ONU aponta fuga de paquistaneses para o Afeganistão

A agência de refugiados da ONU disse nesta segunda-feira que 20 mil pessoas fugiram da região tribal de Bajaur, no Paquistão, para buscar refúgio no Afeganistão em meio a combates entre tropas e militantes na área.

O Alto Comissariado das Nações Unidas para Refugiados (Acnur) afirma que quase 4 mil famílias entraram na província de Kunar, no Afeganistão.

Outros cerca de 300 mil foram forçados a abandonar suas casas por causa dos confrontos, embora o Paquistão diga que muitos conseguiram refúgio na própria região.

Militares paquistaneses lançaram uma ofensiva em Bajaur e dizem ter matado mais de 2 mil militantes.

Direção oposta

A agência de refugiados da ONU diz que a maioria dos que fugiram retornará para casa assim que os confrontos na região terminarem.

Segundo a agência, cerca de 70% das famílias são do Paquistão, mas o resto é formado por afegãos que viviam no país.
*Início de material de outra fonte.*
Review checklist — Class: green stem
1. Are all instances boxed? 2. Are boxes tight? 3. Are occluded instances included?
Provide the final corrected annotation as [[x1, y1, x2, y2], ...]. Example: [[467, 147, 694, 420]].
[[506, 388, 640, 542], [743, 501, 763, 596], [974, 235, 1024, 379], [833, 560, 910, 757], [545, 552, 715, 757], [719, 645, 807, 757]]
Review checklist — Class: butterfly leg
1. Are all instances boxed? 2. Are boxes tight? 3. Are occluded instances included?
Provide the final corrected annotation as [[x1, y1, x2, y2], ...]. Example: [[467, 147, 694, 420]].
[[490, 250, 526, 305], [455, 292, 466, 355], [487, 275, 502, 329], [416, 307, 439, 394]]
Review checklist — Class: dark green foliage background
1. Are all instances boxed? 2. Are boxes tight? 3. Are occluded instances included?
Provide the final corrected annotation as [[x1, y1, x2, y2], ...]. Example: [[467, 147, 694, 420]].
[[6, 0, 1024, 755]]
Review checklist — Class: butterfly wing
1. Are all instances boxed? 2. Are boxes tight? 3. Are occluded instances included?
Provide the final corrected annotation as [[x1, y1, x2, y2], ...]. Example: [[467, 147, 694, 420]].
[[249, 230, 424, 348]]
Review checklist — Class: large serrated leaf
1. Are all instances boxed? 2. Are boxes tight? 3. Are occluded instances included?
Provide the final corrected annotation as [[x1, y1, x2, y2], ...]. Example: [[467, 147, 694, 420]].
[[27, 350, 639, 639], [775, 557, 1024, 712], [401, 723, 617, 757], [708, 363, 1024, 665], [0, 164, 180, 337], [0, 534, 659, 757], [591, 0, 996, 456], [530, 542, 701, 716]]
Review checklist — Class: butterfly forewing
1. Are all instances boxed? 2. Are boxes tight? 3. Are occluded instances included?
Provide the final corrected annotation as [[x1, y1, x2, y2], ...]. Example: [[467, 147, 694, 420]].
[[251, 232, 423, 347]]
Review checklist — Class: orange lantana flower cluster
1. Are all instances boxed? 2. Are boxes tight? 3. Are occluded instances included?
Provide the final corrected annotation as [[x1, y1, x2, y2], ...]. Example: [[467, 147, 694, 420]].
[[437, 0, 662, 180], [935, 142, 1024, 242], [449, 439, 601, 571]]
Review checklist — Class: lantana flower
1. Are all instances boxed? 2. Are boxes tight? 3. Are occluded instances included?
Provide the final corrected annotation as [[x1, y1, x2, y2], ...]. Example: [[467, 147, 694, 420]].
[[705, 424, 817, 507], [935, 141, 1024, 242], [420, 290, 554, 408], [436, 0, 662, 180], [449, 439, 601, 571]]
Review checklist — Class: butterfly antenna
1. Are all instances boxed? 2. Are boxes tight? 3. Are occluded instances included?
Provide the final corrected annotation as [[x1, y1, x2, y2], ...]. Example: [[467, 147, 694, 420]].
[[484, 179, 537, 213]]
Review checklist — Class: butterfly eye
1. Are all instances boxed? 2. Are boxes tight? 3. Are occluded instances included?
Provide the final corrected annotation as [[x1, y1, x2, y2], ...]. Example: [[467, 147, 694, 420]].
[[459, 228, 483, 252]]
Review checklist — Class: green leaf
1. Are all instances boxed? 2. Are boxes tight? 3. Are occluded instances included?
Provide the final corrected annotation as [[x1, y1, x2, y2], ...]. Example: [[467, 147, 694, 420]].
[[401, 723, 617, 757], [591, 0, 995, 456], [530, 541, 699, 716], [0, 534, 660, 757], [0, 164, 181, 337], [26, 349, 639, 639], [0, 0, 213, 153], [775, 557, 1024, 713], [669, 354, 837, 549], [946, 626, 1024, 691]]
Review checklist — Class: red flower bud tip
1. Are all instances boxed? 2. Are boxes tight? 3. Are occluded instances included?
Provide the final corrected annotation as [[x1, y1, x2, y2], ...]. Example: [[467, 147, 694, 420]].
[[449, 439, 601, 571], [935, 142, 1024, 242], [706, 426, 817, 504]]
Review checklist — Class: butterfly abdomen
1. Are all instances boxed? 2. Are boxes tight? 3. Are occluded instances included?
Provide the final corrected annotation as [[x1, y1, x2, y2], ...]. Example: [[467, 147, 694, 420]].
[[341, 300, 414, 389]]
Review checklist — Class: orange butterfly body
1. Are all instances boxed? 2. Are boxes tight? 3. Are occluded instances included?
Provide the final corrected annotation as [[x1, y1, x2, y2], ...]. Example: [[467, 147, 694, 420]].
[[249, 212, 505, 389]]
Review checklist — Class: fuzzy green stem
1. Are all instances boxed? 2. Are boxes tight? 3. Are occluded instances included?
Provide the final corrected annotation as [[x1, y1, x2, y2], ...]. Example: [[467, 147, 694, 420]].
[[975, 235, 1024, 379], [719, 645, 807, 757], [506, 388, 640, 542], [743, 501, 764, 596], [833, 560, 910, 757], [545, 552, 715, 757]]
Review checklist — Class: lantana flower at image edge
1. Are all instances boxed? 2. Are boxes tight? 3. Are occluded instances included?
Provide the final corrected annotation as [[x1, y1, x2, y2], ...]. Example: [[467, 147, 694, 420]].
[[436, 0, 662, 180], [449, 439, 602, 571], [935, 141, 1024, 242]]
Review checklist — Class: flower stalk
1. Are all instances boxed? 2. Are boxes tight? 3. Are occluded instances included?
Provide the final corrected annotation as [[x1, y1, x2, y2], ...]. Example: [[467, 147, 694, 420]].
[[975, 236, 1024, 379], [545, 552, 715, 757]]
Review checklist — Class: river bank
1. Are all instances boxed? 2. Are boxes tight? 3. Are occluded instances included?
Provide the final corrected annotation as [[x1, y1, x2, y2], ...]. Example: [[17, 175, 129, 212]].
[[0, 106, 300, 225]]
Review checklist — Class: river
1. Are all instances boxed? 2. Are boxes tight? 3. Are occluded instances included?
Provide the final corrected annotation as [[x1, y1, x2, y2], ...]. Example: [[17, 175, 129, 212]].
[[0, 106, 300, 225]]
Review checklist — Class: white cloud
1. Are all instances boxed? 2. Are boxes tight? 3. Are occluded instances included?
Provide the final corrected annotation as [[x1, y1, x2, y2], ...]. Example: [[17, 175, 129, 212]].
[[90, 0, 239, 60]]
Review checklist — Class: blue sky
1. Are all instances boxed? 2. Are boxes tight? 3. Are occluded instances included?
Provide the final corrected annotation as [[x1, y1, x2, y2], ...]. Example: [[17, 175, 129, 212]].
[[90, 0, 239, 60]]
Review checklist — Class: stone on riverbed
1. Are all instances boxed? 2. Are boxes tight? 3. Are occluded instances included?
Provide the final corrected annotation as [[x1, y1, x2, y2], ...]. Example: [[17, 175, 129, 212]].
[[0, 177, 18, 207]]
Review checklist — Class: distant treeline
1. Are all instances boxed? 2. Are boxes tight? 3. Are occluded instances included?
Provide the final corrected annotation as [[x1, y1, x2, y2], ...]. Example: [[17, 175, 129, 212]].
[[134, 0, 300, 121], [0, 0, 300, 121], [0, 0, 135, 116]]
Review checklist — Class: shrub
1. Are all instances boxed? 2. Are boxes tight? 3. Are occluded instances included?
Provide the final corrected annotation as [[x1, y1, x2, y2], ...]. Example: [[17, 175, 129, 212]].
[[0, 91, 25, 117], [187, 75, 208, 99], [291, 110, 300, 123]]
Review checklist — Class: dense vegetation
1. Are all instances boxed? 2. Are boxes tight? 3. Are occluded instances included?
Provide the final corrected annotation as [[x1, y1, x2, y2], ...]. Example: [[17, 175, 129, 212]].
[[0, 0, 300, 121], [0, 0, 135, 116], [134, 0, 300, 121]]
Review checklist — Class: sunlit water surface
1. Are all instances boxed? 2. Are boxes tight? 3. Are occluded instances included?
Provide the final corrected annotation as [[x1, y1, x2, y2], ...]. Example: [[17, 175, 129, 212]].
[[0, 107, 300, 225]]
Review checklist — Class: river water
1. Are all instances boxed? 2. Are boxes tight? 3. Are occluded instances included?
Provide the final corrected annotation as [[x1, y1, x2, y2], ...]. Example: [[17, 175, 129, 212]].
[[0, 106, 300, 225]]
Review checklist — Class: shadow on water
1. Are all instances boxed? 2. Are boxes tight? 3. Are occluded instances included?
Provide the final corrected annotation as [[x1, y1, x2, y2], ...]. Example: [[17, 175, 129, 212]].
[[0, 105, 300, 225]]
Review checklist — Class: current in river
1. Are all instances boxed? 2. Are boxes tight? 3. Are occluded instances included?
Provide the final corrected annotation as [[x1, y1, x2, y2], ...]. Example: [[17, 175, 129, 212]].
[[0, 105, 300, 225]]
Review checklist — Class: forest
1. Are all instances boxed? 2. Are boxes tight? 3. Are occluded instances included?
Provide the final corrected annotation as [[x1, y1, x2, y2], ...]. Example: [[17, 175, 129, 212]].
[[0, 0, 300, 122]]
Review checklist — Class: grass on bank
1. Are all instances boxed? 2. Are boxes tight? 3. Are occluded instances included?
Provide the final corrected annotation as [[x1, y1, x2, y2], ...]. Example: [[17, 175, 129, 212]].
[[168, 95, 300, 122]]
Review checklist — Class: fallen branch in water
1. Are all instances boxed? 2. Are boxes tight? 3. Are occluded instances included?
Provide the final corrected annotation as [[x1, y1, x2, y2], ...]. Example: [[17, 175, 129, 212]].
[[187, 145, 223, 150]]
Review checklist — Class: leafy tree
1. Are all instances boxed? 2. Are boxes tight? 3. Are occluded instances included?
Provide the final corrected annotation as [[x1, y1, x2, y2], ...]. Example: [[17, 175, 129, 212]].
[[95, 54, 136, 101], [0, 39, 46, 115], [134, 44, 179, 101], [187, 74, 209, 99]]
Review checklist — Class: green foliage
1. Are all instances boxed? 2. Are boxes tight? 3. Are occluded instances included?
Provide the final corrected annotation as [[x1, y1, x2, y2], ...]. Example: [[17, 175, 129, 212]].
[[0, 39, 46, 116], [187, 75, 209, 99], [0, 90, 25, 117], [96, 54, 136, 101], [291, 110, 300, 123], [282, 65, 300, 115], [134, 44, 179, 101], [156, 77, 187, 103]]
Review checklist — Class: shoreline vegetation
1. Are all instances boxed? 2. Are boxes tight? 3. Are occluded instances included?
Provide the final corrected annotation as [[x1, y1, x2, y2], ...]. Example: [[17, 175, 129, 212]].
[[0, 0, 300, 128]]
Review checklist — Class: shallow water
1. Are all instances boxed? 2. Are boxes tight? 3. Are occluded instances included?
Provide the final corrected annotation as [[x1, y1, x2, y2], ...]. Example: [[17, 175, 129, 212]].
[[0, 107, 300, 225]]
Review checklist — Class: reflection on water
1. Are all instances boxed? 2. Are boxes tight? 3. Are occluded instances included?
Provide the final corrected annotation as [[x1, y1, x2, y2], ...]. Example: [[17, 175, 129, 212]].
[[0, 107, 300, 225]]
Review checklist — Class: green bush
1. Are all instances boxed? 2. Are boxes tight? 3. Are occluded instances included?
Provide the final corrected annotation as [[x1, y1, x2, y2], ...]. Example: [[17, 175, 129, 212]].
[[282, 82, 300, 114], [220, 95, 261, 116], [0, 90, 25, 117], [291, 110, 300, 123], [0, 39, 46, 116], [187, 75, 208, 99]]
No passado, refugiados afegãos cruzaram a fronteira na direção oposta.

Cerca de 4 milhões de afegãos fugiram da violência e foram procurar refúgio no Paquistão nas décadas de 80 e 90, mas mais da metade já voltou ao país de origem.

Recentemente, a agência pediu doações de mais de US$ 17 milhões para ajudar cerca de 250 mil pessoas desalojadas pelos confrontos e por inundações no noroeste do Paquisão.

Segundo a entidade, o dinheiro era necessário para a compra de barracas, cobertores e outros materiais.

Ataques

Tentativas do governo paquistanês de negociar com os militantes nas áreas fronteiriças com o Afeganistão parecem ter fracassado, de acordo com correspondentes da BBC na região.

O Paquistão sofreu uma série de ataques suicidas atribuídos a grupo militantes – incluindo um grande atentado neste mês que deixou mais de 50 mortos no hotel Marriott em Islamabad.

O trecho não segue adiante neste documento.